An often discussed issue is the diverse performance of experienced and inexperienced readers using 3D reconstruction software. Although the reader in this study was an experienced radiologist, he was untrained regarding the virtual dissection software, as this was a prototype version. Further studies need to evaluate whether there is a learning curve and whether higher sensitivities and specificities can be achieved after becoming familiar with this visualization method.

CT colonography is still a rapidly evolving technique. Since studies with large numbers of patients [9] have been published, it is gaining more acceptance in screening for colorectal cancer. The introduction of new CT scanners and postprocessing software improved sensitivity and specificity over the last 10 years. Further developments, such as automated mass detection, could help to improve sensitivity and specificity and decrease reading time. Patient compliance can be further enhanced with new positioning techniques or with performing the examination without bowel cleansing.

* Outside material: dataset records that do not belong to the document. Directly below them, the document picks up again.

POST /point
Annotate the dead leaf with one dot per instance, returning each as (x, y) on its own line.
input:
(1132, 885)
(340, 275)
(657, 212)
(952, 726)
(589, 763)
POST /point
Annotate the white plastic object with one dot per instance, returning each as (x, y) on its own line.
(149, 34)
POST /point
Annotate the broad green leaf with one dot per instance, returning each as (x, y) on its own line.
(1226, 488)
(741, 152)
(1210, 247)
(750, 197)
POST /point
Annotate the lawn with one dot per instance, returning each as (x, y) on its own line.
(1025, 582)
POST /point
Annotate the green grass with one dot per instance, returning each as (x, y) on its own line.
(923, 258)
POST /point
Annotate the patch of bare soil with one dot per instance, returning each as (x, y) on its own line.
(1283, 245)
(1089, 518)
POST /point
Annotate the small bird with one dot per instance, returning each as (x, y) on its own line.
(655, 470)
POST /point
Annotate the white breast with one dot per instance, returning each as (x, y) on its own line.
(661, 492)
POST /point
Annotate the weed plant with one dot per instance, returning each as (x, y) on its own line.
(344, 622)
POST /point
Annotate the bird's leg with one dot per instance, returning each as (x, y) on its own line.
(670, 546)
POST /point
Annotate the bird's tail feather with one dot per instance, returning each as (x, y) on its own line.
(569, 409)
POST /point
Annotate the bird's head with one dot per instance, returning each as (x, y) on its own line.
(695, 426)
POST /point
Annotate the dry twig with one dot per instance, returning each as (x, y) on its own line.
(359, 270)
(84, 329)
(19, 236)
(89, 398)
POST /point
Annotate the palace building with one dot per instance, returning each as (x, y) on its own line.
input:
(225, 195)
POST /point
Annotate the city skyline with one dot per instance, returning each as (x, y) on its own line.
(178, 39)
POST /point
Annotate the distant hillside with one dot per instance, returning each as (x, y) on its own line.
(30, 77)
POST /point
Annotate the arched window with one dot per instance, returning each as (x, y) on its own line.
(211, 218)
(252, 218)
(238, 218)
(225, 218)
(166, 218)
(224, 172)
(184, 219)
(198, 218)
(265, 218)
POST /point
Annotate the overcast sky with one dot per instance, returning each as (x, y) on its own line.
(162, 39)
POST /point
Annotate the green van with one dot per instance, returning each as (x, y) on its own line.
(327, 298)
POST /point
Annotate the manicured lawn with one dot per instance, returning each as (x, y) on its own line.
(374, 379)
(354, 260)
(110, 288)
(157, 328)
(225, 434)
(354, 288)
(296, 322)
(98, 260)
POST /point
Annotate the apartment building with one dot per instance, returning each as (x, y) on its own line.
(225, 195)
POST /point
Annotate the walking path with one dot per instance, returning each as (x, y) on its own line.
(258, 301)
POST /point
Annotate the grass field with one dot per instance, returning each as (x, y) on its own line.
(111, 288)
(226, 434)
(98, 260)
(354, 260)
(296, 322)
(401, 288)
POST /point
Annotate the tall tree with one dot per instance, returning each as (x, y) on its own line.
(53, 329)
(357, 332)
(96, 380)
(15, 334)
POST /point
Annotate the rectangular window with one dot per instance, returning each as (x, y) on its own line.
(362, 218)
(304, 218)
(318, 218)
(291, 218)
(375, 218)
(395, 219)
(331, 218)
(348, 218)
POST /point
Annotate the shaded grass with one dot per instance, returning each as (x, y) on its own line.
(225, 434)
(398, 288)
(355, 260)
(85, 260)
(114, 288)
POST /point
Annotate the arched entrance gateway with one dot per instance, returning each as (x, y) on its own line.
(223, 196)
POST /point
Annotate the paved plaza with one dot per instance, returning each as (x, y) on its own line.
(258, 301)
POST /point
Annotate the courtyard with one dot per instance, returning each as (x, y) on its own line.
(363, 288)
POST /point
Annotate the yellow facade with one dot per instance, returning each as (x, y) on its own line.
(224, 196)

In conclusion, this pilot study shows a potential for a superior performance of a colon dissection postprocessing approach compared with the conventional endoluminal workup of CT colonography in regard to time efficiency. Furthermore, the colon dissection view obtained competitive sensitivity and specificity, especially when using high-resolution, 16-channel MDR-CT data sets. Further studies are warranted to provide better understanding of this approach and to determine what combination of 2D and 3D postprocessing yields the best results.